5.2. Retention of records for longer than the minimum 10 years is recommended for children with significant problems or patients with conditions likely to persist in the long-term.
6. Disposal of patient documentation
Documentation must be disposed of in a manner which ensures its confidentiality. Privacy and security requirements must be met, and everything necessary and practicable must be done to ensure that the destruction of records is complete.
7. Disputes or complaints
In the event of a dispute or a complaint, the patient record may be the key source of information about what occurred in the physiotherapy/patient encounter, and a copy may be requested by disciplinary bodies. It is, therefore, imperative to maintain high-quality records to recall why decisions were made, whether consent was obtained and what treatment was undertaken. Appropriate, and high-quality patient records are therefore important for the safety of the patient and the physiotherapist.

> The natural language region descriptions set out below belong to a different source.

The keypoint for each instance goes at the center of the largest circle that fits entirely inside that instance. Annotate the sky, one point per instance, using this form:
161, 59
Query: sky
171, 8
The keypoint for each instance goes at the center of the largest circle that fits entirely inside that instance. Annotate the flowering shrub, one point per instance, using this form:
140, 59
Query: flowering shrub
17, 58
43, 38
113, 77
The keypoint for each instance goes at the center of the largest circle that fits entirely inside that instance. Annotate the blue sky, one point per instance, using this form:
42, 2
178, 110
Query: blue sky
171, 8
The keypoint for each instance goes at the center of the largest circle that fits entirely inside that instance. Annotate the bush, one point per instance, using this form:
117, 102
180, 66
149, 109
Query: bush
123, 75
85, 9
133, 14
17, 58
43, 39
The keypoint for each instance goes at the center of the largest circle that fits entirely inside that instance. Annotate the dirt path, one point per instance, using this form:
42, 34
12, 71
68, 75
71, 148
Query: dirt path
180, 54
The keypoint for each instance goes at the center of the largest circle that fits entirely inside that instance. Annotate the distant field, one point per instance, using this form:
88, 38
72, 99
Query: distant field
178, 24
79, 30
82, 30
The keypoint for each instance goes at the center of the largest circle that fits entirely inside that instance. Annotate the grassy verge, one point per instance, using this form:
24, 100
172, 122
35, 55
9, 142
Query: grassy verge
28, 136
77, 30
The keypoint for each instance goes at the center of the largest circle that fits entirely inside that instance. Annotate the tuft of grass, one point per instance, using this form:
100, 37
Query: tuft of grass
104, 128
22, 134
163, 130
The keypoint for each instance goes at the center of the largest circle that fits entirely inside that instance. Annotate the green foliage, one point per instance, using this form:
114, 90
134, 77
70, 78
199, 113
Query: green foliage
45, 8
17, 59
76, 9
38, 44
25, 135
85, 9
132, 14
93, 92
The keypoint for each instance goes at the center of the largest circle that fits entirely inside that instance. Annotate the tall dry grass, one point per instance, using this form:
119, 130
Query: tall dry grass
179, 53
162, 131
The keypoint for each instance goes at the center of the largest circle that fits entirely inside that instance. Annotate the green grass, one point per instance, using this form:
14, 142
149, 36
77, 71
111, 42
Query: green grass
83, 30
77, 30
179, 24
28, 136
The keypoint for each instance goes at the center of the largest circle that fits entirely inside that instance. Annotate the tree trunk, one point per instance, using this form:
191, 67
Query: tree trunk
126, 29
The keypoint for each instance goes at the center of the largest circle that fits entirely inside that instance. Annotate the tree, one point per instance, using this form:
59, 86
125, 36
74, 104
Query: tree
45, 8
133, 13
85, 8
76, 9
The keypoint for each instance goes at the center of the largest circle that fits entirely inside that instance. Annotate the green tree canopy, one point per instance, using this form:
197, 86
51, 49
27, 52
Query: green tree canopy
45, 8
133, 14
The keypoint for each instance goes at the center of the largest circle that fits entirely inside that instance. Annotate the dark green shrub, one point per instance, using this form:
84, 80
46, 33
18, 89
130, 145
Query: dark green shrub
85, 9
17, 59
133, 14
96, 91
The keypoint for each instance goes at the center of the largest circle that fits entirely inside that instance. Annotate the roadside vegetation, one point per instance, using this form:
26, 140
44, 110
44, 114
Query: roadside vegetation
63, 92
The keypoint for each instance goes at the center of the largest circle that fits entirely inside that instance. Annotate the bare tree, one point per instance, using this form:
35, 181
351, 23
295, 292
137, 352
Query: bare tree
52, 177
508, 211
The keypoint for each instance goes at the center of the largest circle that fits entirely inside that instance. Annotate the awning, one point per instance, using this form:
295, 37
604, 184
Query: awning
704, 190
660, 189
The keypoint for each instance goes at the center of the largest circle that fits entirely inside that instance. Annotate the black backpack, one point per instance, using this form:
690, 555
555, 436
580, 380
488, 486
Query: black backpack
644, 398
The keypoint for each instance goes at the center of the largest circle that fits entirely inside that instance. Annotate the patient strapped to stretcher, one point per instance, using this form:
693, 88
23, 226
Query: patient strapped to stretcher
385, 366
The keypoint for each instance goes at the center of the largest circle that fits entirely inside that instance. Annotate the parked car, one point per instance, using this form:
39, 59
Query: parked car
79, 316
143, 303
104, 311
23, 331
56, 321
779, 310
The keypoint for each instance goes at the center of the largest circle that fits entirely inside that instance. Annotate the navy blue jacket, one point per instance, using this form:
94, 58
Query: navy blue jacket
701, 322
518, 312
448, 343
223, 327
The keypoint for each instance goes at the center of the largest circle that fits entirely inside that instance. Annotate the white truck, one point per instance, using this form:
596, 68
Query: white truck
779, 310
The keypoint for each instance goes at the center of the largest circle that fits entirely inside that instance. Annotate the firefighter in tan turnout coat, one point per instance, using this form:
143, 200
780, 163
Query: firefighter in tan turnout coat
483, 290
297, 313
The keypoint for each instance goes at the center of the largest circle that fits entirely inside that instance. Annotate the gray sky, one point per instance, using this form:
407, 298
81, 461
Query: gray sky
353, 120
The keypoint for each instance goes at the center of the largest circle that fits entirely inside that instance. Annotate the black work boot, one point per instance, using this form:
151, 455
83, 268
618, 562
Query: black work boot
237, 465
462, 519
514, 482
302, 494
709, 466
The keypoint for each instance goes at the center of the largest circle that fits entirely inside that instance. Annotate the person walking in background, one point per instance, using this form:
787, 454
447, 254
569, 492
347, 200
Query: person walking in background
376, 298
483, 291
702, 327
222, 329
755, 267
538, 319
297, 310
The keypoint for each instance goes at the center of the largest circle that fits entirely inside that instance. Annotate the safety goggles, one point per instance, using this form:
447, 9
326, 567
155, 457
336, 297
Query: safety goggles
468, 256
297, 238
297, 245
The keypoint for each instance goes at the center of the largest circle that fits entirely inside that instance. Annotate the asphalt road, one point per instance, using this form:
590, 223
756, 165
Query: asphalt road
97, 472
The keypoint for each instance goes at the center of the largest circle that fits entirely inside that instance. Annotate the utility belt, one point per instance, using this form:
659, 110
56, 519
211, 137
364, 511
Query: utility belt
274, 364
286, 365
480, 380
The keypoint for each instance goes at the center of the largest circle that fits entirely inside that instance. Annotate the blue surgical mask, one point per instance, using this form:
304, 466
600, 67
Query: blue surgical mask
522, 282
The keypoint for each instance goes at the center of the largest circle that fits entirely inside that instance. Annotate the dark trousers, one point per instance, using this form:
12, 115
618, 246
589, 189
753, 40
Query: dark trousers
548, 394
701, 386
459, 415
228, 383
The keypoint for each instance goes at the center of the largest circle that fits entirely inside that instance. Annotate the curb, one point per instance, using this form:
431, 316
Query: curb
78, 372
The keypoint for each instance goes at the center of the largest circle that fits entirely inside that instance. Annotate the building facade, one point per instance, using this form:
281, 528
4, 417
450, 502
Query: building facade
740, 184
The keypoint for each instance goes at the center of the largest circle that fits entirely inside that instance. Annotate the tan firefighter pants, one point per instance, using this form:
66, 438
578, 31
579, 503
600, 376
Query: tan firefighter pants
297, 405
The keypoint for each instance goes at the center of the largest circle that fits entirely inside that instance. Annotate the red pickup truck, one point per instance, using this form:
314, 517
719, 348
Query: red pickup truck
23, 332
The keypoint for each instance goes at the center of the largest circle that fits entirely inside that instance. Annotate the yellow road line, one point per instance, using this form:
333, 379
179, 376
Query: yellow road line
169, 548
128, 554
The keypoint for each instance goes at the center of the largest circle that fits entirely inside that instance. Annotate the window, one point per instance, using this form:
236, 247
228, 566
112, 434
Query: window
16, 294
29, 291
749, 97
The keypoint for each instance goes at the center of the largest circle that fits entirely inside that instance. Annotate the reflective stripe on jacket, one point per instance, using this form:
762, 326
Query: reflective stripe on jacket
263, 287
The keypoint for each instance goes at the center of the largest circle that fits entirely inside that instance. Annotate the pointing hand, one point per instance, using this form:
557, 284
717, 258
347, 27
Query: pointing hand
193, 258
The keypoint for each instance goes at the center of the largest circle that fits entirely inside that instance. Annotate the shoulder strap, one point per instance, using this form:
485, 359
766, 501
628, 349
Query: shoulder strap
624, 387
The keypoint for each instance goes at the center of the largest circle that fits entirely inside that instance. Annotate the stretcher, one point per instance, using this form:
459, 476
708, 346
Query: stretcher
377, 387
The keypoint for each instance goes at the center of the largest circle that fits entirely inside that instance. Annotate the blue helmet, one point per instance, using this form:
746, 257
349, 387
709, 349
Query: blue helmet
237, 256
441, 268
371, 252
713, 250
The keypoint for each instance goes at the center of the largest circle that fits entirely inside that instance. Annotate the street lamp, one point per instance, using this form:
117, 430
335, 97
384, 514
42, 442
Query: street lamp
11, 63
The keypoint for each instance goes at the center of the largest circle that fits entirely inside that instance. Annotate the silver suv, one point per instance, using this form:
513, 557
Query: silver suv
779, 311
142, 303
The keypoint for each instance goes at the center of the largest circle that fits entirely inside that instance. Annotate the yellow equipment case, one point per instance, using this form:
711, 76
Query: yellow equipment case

Aotearoa Physiotherapy Code of Ethics and Professional Conduct (2018). Principle 3 and Principles 2.12 and 5.7
Cloud Computer Checklist for Small Business. Guidelines for ‘cloud’ storage.
Cloud computing and health information, Ministry of health (2017)
On the Record. A practical guide to health information privacy. Office of the Privacy Commissioner (2011)
Physiotherapy Informed Consent Standard
Physiotherapy practice thresholds in Australia & Aotearoa New Zealand Role 1and Key competencies 2.1, 2.11, 3.2, 4.3, 4.4, 4.5, 5.1, 6.1, 6.2 and 7.2.
This statement is scheduled for review in 2023. Legislative changes may make this statement obsolete before this review date.
This document has relied on the Medical Council of New Zealand’s Standards and resources, as these Health Professionals face similar issues. We acknowledge The Medical Council of New Zealand for their generosity in allowing us to use and appropriately amend their document.